The question of retooling our approach first leapt out at us in a series of 2011-2012 events. These included client feedback, public discourse and then an intensive group of focus group discussions on “flexibility” with hundreds of Millennials. The last month of partisan post-Yahoo debate only added fuel to the fire.

Our experiences:

  • Millennials — We conducted a series of focus groups with nine (9) major employers and 220 millennial employees in 2011 to capture the character and intensity of their interest in flexibility. In 220 person-hours these Millennials described a strong desire to be managed clearly and well and to build the flexibility they needed in their schedules. Significantly, not one used the terms “telecommuting,” “Starbucks,” or “FWAs.” The market grows; new branding may be in order.
  • Client feedback –– Throughout 2011 and 2012 a growing number of clients and prospects expressed concern that Senior Management was rejecting programs labeled “FWAs”, etc. A financial services CEO terminated all “flexibility programs” as too rigid and unproductive. A global manufacturer suspended its flexibility program for negative customer service. These and others re-framed, re-named and re-introduced flexibility with different nomenclature.
  • Ferment in the Field — For some time practitioners and thought leaders have been wrestling with this transition in campaign language. As alternatives to FWAs, terms have emerged from “WorkFlex” to “Time and Place Management” to our firm’s “Collaborative Scheduling.” And “Telecommuting” has spawned “Telework,” “Work-at-Home,” “FlexPlace,” “Remote Work,” “Distributed Work and “Virtual Work” – for starters.

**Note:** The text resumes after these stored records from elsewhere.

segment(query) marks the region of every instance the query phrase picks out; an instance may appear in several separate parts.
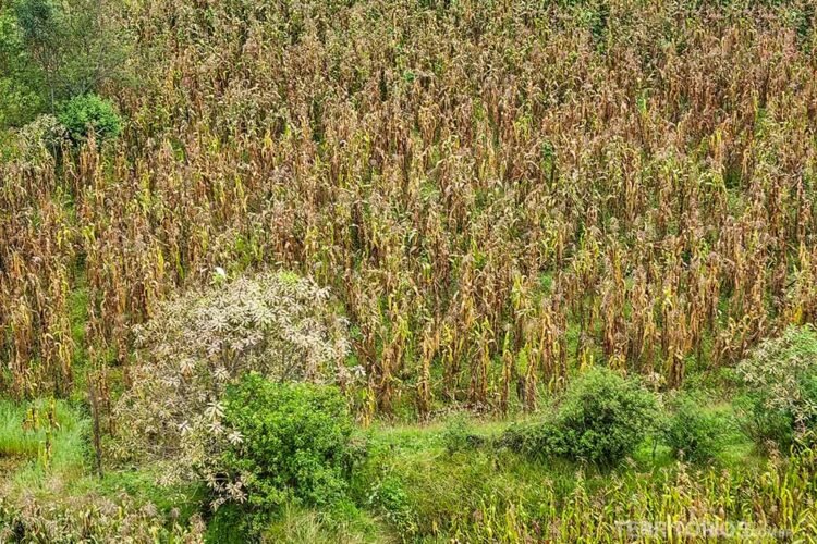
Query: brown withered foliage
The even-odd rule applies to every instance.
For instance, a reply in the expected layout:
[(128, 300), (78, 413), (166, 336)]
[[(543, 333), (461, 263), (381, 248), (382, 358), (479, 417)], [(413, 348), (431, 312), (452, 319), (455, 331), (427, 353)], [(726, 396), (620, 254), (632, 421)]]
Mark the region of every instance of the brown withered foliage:
[[(115, 144), (0, 165), (16, 395), (126, 367), (173, 292), (341, 299), (366, 412), (537, 406), (817, 317), (813, 3), (141, 0)], [(70, 300), (87, 294), (86, 333)]]

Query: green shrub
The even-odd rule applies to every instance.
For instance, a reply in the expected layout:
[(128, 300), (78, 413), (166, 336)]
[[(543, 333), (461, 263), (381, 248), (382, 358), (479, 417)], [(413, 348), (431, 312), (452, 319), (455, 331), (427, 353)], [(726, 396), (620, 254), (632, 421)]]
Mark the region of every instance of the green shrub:
[(251, 373), (228, 390), (223, 422), (235, 438), (220, 469), (229, 485), (241, 487), (249, 514), (275, 514), (288, 502), (328, 505), (345, 495), (354, 425), (334, 387)]
[(644, 441), (658, 413), (655, 395), (636, 380), (596, 368), (568, 387), (556, 424), (564, 455), (613, 465)]
[(662, 435), (672, 454), (692, 462), (715, 459), (724, 446), (723, 418), (703, 411), (700, 399), (690, 395), (679, 396), (671, 406)]
[(741, 423), (761, 448), (782, 452), (815, 444), (817, 331), (789, 327), (737, 366), (744, 395)]
[(113, 103), (97, 95), (72, 98), (62, 106), (58, 118), (75, 143), (85, 141), (89, 131), (94, 131), (100, 143), (113, 139), (122, 132), (122, 118)]
[(473, 449), (484, 442), (481, 436), (474, 434), (468, 420), (462, 415), (453, 417), (446, 423), (441, 438), (449, 455)]
[(611, 466), (633, 453), (658, 416), (655, 395), (636, 380), (594, 368), (570, 384), (546, 421), (511, 428), (500, 442), (533, 457)]

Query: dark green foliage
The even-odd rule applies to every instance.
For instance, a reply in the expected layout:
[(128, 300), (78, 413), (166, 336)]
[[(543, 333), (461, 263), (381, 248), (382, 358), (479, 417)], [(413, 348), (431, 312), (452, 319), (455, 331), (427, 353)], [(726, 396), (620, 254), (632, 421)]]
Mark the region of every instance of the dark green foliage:
[(728, 422), (724, 418), (704, 411), (700, 398), (683, 395), (671, 406), (662, 436), (679, 459), (706, 462), (715, 459), (723, 448)]
[(545, 422), (512, 428), (500, 442), (534, 457), (612, 466), (646, 438), (658, 416), (655, 395), (637, 381), (594, 368), (571, 383)]
[(122, 132), (122, 119), (110, 100), (97, 95), (83, 95), (69, 100), (59, 114), (71, 139), (82, 143), (89, 131), (98, 141), (115, 138)]
[(129, 35), (107, 0), (0, 2), (0, 129), (123, 81)]
[(245, 544), (257, 540), (240, 505), (221, 506), (207, 523), (205, 542), (208, 544)]
[(789, 327), (764, 342), (737, 367), (745, 387), (741, 423), (761, 448), (783, 453), (815, 443), (817, 432), (817, 331)]
[(224, 424), (243, 438), (223, 455), (223, 466), (240, 475), (254, 512), (273, 514), (288, 500), (320, 506), (344, 496), (356, 453), (338, 390), (248, 374), (227, 395)]

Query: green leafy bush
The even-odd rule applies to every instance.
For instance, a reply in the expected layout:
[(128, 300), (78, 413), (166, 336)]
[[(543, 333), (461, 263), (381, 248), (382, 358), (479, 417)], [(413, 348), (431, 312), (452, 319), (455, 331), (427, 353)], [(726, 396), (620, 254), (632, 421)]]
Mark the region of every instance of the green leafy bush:
[(633, 453), (658, 416), (655, 395), (636, 380), (594, 368), (570, 384), (546, 421), (511, 428), (500, 442), (534, 457), (611, 466)]
[(705, 462), (724, 446), (727, 421), (702, 410), (700, 399), (682, 395), (671, 403), (672, 415), (663, 428), (663, 440), (679, 459)]
[(763, 448), (788, 452), (815, 443), (817, 331), (792, 326), (764, 342), (737, 366), (745, 387), (742, 426)]
[(473, 449), (484, 442), (481, 436), (474, 434), (468, 420), (462, 415), (453, 417), (446, 423), (441, 438), (449, 455)]
[(288, 502), (321, 506), (345, 495), (354, 424), (337, 388), (251, 373), (228, 390), (223, 424), (231, 446), (211, 472), (224, 481), (222, 502), (246, 500), (264, 517)]
[(113, 103), (97, 95), (72, 98), (62, 106), (58, 118), (75, 143), (87, 139), (89, 131), (99, 141), (113, 139), (122, 132), (122, 118)]

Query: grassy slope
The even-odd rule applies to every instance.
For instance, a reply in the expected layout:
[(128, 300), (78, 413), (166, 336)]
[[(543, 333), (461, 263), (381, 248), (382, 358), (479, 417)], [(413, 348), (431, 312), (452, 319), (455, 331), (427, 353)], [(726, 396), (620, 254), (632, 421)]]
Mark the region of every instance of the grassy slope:
[[(46, 400), (35, 405), (40, 411), (51, 406)], [(101, 480), (93, 475), (86, 415), (68, 403), (58, 401), (54, 407), (59, 426), (48, 438), (52, 444), (48, 459), (44, 455), (46, 431), (23, 428), (29, 406), (0, 404), (0, 467), (8, 477), (0, 498), (14, 502), (34, 495), (46, 504), (64, 504), (71, 497), (114, 499), (124, 493), (132, 504), (154, 504), (159, 519), (172, 517), (182, 522), (204, 509), (200, 490), (162, 487), (149, 467), (109, 471)], [(720, 404), (706, 409), (723, 411), (731, 407)], [(266, 539), (317, 543), (451, 539), (514, 542), (541, 537), (545, 529), (539, 520), (544, 523), (564, 516), (569, 524), (573, 512), (575, 530), (605, 534), (610, 531), (609, 523), (581, 526), (588, 510), (621, 508), (631, 496), (653, 502), (645, 511), (661, 510), (659, 505), (673, 500), (679, 502), (679, 508), (686, 508), (684, 496), (715, 504), (718, 497), (698, 495), (706, 490), (717, 495), (720, 487), (714, 483), (711, 489), (686, 489), (684, 478), (692, 474), (693, 480), (704, 481), (712, 474), (729, 474), (735, 483), (723, 489), (739, 494), (742, 482), (763, 471), (766, 462), (745, 437), (730, 432), (728, 447), (712, 469), (679, 466), (667, 448), (659, 446), (654, 452), (651, 444), (645, 443), (632, 459), (603, 472), (562, 460), (528, 460), (492, 448), (490, 440), (508, 424), (470, 419), (468, 432), (484, 438), (484, 445), (450, 453), (447, 436), (451, 426), (446, 421), (423, 425), (377, 422), (367, 431), (369, 454), (355, 472), (350, 500), (324, 511), (293, 505), (268, 529)], [(740, 511), (735, 507), (727, 517), (737, 517), (735, 512)], [(607, 515), (615, 517), (614, 512)], [(550, 526), (548, 530), (557, 531), (559, 539), (571, 539), (564, 532), (571, 531), (570, 527), (552, 521)], [(229, 523), (224, 529), (229, 534)], [(218, 534), (224, 533), (211, 532), (212, 541), (223, 541)]]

All of these terms share some common features: an ongoing search for more descriptive language; more program than process orientation; and a description of the desired individual outcomes rather than the managerial and behavioral change we have long sought.

Winning campaigns know when to recalibrate

The Yahoo and Best Buy kerfuffle raised an alarm and opportunity for all of us who seek more flexible workplaces.

We believe that the forces for change from rigid and all-hands-on-deck will prevail. But it will not happen without a continuing, vigorous and at least loosely coordinated campaign – which takes us back to Frank Luntz.

Winning campaigns demand clear messaging, strong candidates and consistency in sound bites, buttons and bumper stickers. Workplace change is not the same as political campaigns. But one can inform the other. Right now, the flex campaign landscape is awash with an abundance of terms and approaches that may stand in the way of decisive victory.

A national Rorschach test

The recent Yahoo eruption revealed the fissures in our current approach. Heated opinions were hurled back and forth about “telecommuting” as if each commentator was referring to the same thing. But in fact, we were witnessing a virtual national Rorschach test of millions of people looking at a vague image that they considered “telecommuting.”

They then made numerous assumptions about practices ranging from informal days at home or after hours to fully home-based work. They lumped well-managed and ill-conceived initiatives together. In short, folks dug into their body of experience – from intensely productive to organizationally destructive – and defined the candidate for themselves.

To turn to pure politics, a general and vital “lesson learned” from our recent presidential campaign has been widely conceded by the unsuccessful Romney campaign: Never let your opponent define you early.

“Telecommuting” may have lost much of its positive defining power. It is no longer a novel and neutral phrase devised to capture an emerging phenomenon. The movement for broad employee-engaging and business-beneficial flexibility has made great advances, and is in a position to transform the way we work, building on demographics, technology and business gains.

To make that leap, we don’t need Frank Luntz. But we do need to rethink and retool our approach so we drive down existing and emerging unfavorable views and build positive support for greater flexibility in the workplace.